En Russie, rares sont ceux qui osent critiquer ouvertement le Kremlin, surtout dans les rangs supérieurs de l’armée. Les récentes déclarations du colonel-général Vladimir Chirkin, ancien commandant en chef des forces terrestres, n'en sont que plus remarquées.
«Je n’ai pas l’intention de critiquer qui que ce soit, mais la Russie n’était une nouvelle fois pas préparée à la guerre», a-t-il asséné dans un entretien diffusé récemment sur la chaîne russe RBK. Selon lui, la guerre en Ukraine initiée en 2022 a infligé «une dure et sérieuse leçon» à Moscou.
Vladimir Tchirkin accuse notamment le Kremlin d'avoir été atteint par le «syndrome de Tbilissi» – c'est-à-dire d'avoir cru que l’invasion de l’Ukraine se déroulerait aussi vite et facilement que la guerre de cinq jours contre la Géorgie en 2008. «Le 24 février, tout le monde disait que la guerre serait terminée en trois jours.
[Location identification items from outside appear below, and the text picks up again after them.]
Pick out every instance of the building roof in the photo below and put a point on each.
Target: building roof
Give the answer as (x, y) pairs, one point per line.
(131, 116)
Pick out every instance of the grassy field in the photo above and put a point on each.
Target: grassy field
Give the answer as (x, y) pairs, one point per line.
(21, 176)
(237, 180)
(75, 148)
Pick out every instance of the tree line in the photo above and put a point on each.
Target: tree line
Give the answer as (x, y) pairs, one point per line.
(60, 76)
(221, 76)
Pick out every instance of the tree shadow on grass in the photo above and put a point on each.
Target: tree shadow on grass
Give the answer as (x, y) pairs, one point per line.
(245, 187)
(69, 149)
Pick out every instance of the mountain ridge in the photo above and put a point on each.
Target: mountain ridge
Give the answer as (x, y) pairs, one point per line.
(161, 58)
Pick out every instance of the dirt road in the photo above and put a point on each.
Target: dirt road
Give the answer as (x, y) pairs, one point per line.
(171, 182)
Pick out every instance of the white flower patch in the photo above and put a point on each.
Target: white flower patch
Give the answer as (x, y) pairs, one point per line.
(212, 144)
Mais les choses ont malheureusement tourné autrement», a-t-il expliqué.
Point autrement plus sensible, l’ex-commandant a remis en cause le travail des services de renseignement russes, qu’il a jugé «insatisfaisant». Selon lui, ceux-ci auraient affirmé que «70% de la population ukrainienne était avec nous et 30% contre nous». «On a découvert que c’était exactement l’inverse», a-t-il poursuivi. Il a également laissé entendre que les pertes russes en Ukraine seraient bien plus élevées que celles communiquées officiellement. L’armée sait combien de soldats ont été tués ou mutilés, dit-il, mais «toute la vérité n’a pas encore été dite».
Chirkin se met en danger
Qu’un militaire de haut rang évoque publiquement des erreurs d’appréciation, de mauvaises informations des services et des pertes élevées a de quoi surprendre. Le journaliste ukrainien Denis Kazanskyi souligne qu’on n’avait «jamais vu cela à un niveau aussi élevé».
Et pour cause. En Russie, critiquer la guerre peut valoir jusqu’à quinze ans de camp pénitentiaire. Les observateurs estiment donc que Vladimir Chirkin s’expose à de sérieux risques. Le général avait déjà eu affaire à la justice: en 2013, il avait été limogé pour des accusations de corruption et condamné à cinq ans de prison.
La liste de ceux qui ont osé critiquer le Kremlin et le président Vladimir Poutine n'en demeure pas moins longue. Certains, comme Alexeï Navalny ou l’ancien agent des services Alexander Litvinenko, l’ont payé de leur vie. D’autres, comme l’ancien champion du monde d’échecs Garry Kasparov ou l’homme d’affaires Mikhaïl Khodorkovski, ont été contraints à poursuivre leur combat depuis l’exil.
Un précédent connu
Maria Alekhina, figure du collectif contestataire Pussy Riot, a également subi de plein fouet la machine répressive russe: elle a ainsi passé deux ans en camp pénitentiaire et un an et demi en résidence surveillée avec bracelet électronique.
Invitée de l’émission «Markus Lanz» sur la chaîne allemande ZDF en mai 2022, elle livrait détails saisissants de sa fuite: déguisée en livreuse de repas, elle avait rejoint la Lettonie via le Bélarus.
Tout récemment, un tribunal russe l’a condamnée par contumace à treize ans de prison pour «diffamation» vis-à-vis de l’armée. Le collectif Pussy Riot pourrait, lui, prochainement être classé comme «organisation extrémiste» lors d’une audience prévue le 15 décembre.